Navigating Heterogeneity and Privacy in One-Shot Federated Learning with Diffusion Models
Matias Mendieta, Guangyu Sun, Chen Chen
TL;DR
This paper tackles data heterogeneity and privacy in one-shot federated learning by introducing FedDiff, a diffusion-model-based approach that trains class-conditioned generators on clients and synthesizes a global dataset at the server for discriminative model training. It demonstrates that diffusion models offer high sample quality and diversity, yielding substantial gains over state-of-the-art one-shot FL methods under both standard and differential privacy settings. To counteract DP-induced quality drops, the authors propose Fourier Magnitude Filtering (FMF), which improves the usefulness of generated samples for global training. The results show FedDiff achieves notable accuracy improvements (often 5%–20%) across heterogeneous data regimes and datasets, with FMF providing further boosts in challenging DP scenarios, illustrating practical impact for privacy-aware, communication-efficient FL systems.
Abstract
Federated learning (FL) enables multiple clients to train models collectively while preserving data privacy. However, FL faces challenges in terms of communication cost and data heterogeneity.

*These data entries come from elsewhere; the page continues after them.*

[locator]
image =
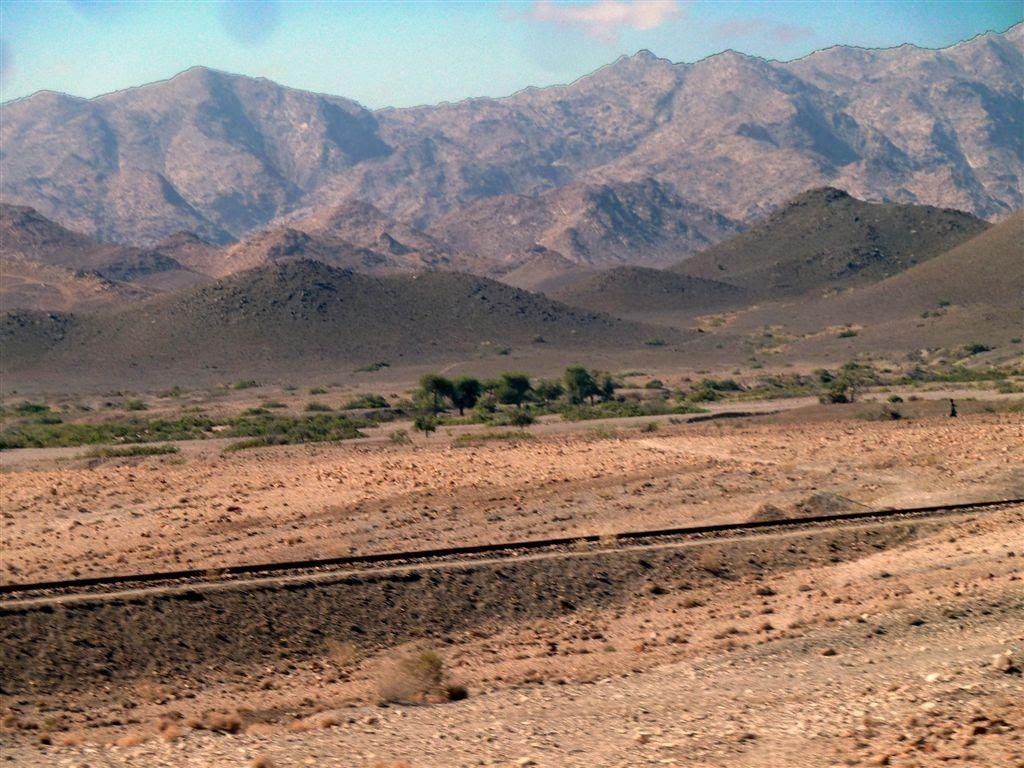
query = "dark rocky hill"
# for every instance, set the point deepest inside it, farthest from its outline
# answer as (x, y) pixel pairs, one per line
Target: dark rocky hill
(298, 316)
(825, 240)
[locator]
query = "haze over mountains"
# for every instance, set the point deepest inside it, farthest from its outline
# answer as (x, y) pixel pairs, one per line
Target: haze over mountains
(214, 226)
(700, 147)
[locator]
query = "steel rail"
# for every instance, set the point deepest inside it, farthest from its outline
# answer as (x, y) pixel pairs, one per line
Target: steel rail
(214, 572)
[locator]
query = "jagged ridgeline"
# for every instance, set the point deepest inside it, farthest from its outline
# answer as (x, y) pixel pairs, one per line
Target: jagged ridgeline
(731, 136)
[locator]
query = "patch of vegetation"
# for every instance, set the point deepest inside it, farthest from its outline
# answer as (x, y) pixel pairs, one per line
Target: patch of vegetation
(29, 409)
(35, 434)
(625, 409)
(886, 413)
(472, 439)
(365, 402)
(254, 442)
(131, 451)
(976, 348)
(425, 423)
(313, 428)
(418, 678)
(371, 368)
(399, 437)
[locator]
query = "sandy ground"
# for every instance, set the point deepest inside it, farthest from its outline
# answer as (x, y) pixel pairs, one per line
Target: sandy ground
(204, 508)
(885, 659)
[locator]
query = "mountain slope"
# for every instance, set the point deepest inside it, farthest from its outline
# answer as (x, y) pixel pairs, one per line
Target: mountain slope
(301, 316)
(971, 294)
(45, 266)
(641, 222)
(825, 240)
(204, 152)
(650, 295)
(222, 155)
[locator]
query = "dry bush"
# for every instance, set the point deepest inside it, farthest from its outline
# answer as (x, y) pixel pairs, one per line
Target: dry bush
(131, 739)
(219, 722)
(73, 738)
(766, 512)
(151, 690)
(417, 677)
(315, 722)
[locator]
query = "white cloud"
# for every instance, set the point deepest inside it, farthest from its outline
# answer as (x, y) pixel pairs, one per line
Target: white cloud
(604, 18)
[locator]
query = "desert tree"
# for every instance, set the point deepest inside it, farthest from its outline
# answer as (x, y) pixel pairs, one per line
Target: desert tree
(581, 384)
(549, 390)
(436, 389)
(465, 392)
(425, 423)
(513, 388)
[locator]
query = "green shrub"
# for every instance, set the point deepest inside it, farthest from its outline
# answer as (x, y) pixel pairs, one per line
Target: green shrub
(28, 409)
(624, 409)
(131, 451)
(520, 418)
(425, 423)
(976, 348)
(515, 434)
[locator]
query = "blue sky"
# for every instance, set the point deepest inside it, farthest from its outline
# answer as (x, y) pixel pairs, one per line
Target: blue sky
(401, 53)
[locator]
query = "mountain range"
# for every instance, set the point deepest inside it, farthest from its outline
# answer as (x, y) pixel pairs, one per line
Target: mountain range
(643, 161)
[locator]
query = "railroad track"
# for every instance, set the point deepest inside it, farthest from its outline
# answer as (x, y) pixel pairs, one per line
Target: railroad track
(11, 593)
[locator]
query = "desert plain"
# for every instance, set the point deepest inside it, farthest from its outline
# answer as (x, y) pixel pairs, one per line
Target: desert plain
(886, 643)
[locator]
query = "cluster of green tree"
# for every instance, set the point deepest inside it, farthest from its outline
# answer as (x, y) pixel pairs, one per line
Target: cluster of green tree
(437, 393)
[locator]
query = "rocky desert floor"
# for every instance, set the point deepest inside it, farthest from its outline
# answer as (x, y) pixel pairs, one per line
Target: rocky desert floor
(68, 517)
(905, 653)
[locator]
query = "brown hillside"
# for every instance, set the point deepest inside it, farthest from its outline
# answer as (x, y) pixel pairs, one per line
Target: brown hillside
(303, 315)
(648, 294)
(630, 222)
(825, 240)
(972, 294)
(47, 266)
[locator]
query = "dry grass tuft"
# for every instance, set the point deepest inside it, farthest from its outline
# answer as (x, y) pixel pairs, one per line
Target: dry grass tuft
(418, 677)
(218, 722)
(131, 739)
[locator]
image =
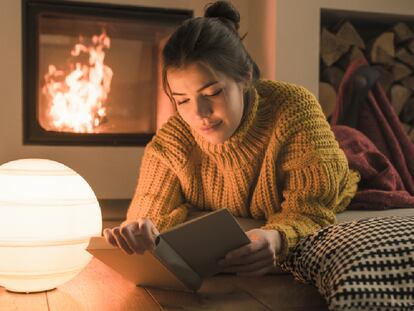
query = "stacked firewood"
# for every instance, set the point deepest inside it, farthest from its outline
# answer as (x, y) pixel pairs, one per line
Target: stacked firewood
(391, 53)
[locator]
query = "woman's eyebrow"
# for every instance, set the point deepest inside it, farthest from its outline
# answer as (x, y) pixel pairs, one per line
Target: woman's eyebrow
(200, 89)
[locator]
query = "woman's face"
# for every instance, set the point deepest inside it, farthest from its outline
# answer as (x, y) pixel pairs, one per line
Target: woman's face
(210, 102)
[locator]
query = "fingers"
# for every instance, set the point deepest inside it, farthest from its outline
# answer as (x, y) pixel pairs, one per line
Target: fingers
(120, 240)
(147, 234)
(259, 255)
(109, 237)
(130, 233)
(134, 236)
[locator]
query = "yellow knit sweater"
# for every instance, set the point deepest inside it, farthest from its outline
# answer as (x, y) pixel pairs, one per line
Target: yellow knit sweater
(282, 164)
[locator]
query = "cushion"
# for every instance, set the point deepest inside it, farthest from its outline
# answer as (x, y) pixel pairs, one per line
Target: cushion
(366, 264)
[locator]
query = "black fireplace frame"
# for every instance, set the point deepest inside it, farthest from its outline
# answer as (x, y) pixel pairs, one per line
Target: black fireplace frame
(33, 133)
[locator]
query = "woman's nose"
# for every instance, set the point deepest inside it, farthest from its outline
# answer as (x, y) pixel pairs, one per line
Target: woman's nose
(203, 107)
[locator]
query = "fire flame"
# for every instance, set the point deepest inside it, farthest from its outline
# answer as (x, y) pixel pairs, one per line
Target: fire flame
(77, 100)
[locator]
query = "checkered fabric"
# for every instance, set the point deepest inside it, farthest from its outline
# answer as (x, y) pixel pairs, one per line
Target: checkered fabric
(366, 264)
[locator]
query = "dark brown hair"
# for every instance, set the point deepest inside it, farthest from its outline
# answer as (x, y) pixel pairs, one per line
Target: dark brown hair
(213, 40)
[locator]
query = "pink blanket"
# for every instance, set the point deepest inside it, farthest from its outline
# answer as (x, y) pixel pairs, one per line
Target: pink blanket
(377, 147)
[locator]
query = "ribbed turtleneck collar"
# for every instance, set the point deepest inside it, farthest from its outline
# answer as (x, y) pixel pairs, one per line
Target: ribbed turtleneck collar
(244, 145)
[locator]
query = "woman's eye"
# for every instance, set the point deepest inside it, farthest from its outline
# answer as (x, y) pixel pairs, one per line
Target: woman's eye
(215, 93)
(180, 102)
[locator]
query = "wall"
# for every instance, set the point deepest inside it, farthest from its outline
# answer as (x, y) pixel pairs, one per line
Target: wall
(111, 171)
(297, 33)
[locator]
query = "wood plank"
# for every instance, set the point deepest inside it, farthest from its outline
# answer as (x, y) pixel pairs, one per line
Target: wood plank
(22, 302)
(228, 292)
(97, 287)
(219, 293)
(283, 292)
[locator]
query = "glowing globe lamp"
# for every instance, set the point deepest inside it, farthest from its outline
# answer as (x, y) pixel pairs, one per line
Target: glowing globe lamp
(47, 214)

One-shot federated learning has emerged as a solution by reducing communication rounds, improving efficiency, and providing better security against eavesdropping attacks. Nevertheless, data heterogeneity remains a significant challenge, impacting performance. This work explores the effectiveness of diffusion models in one-shot FL, demonstrating their applicability in addressing data heterogeneity and improving FL performance. Additionally, we investigate the utility of our diffusion model approach, FedDiff, compared to other one-shot FL methods under differential privacy (DP). Furthermore, to improve generated sample quality under DP settings, we propose a pragmatic Fourier Magnitude Filtering (FMF) method, enhancing the effectiveness of generated data for global model training.